Im nächsten Schritt prüft das Gericht, ob diese Verfahrensform im konkreten Fall zur Anwendung kommen kann – insbesondere, ob keine Nachteile für die Gläubiger zu befürchten sind. Liegen keine Hinweise dafür vor, ordnet das ­Gericht das beantragte Insolvenzverfahren in Eigenverwaltung an.

Einzelunternehmer und Geschäftsführer kriselnder Unternehmen sollen mit dem Instrument der Eigenverwaltung einen Anreiz erhalten, möglichst frühzeitig einen Insolvenzantrag zu stellen, um die Sanierungschancen zu erhöhen. Da oftmals ein eigener Kontrollverlust im Regelinsolvenzverfahren befürchtet wurde, waren Anträge häufig zu einem sehr späten Zeitpunkt gestellt worden. Bei der Eigenverwaltung gibt es dagegen keinen Kontrollverlust.

Die Chancen auf eine erfolgreiche Sanierung des Unternehmens steigen erheblich, wenn schon zu Beginn einer wirtschaftlichen Krise ein Antrag gestellt und nicht erst der tatsächliche Eintritt einer Zahlungsunfähigkeit – etwa mit offenen Löhnen – abgewartet wird.

Leistungs- und finanzwirtschaftliche Sanierungs­maßnahmen

Im ersten Schritt werden die ­wirtschaftlichen Gründe für die finanzielle Schieflage analysiert. Daraus leiten sich die leistungs- und finanzwirtschaftlichen Sanierungsmaßnahmen ab. Diese werden im Insolvenzplan festgelegt und dem Gericht und den Gläubigern zur Abstimmung ­vorgelegt.

Dabei ist es wichtig, dass die handelnden Personen – also Apotheker und beratender Sanierungs­experte – die Gläubiger von den Gründen, der Notwendigkeit und den Erfolgsaussichten der Sanierung überzeugen. Zudem sollten sie auch bei den Gläubigern um Unterstützung der vorgesehenen Sanierungsmaßnahmen werben.

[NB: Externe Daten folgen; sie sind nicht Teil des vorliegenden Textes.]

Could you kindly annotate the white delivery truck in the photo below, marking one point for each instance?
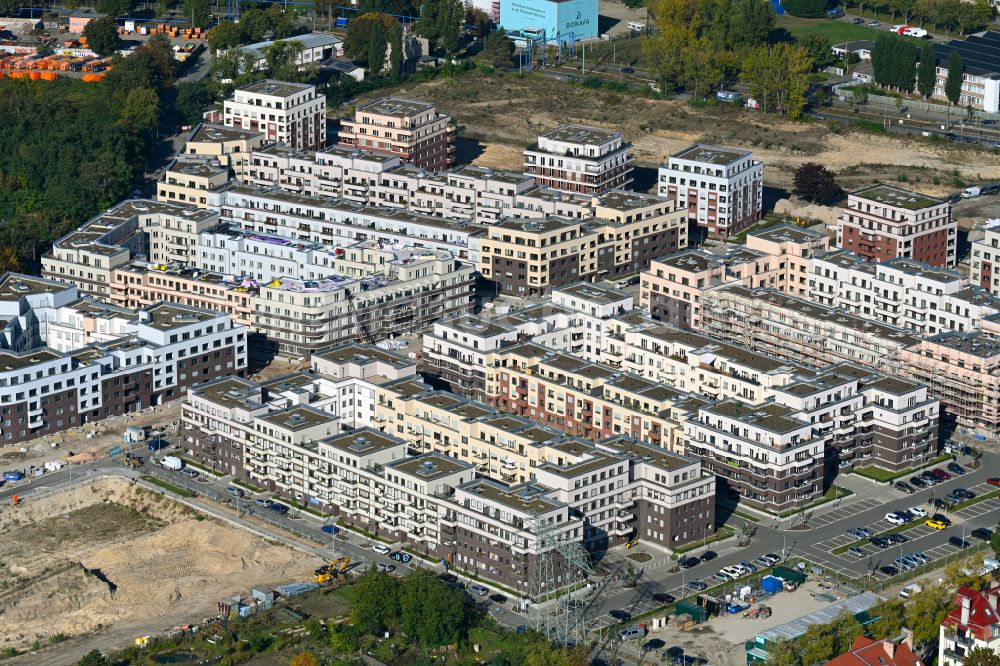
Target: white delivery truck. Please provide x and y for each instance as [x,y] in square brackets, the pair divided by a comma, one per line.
[172,463]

Ist der Dialog mit den Gläubigern gut vorbereitet, stimmen diese in der Regel dem Insolvenzplan zu. Ihr Vorteil: Sie erhalten normalerweise eine höhere Quote, als dies im Regelinsolvenzverfahren der Fall wäre. Der Apotheker profitiert davon, da er seinen Gläubigern eine Quote auf ihre Forderungen anbieten kann, ohne dass ein Verkauf oder gar eine Zerschlagung des Apothekenbetriebs notwendig würde. Grundsätzlich sollte die vorgesehene Quote im Insolvenzplan allerdings etwas höher sein, als die Quote in einem hypothetischen Regelabwicklungsverfahren wäre. Eine solche Quote kann der Apotheker den Gläubigern aber oftmals nicht aus eigenen finanziellen Mitteln anbieten. Er muss daher versuchen, Drittmittel – etwa von Banken oder Familienmitgliedern – in Anspruch zu ­nehmen.

Keine sechsjährige Restschuldbefreiungszeit

Liegt die Zustimmung der Gläubiger zum Insolvenzplan vor, kann das Insolvenzgericht das Verfahren bereits etwa einen Monat später aufheben. Leistet der Apotheker alle im Insolvenzplan vereinbarten Zahlungen an die Gläubiger, gilt dieser als erfüllt. Bis zu diesem Punkt vergeht in der Regel nur rund ein Jahr ab der Verfahrenseröffnung. Der Apotheker steht dann mit seiner erhalten ­gebliebenen Zulassung und saniertem Geschäftsbetrieb wieder auf einer wirtschaftlich gesunden Basis. Die Sanierung in eigener Regie ist also eine praktikable Option, um einer wirtschaftlichen Krise im Apothekenbetrieb zu begegnen. |

Tilo Kolb

Rechtsanwalt Tilo Kolb ist Fachanwalt für Insolvenzrecht und seit 2002 bei Schultze & Braun als Insolvenzver­walter in den Niederlassungen der Kanzlei in Leipzig, Halle, Berlin und Dresden tätig.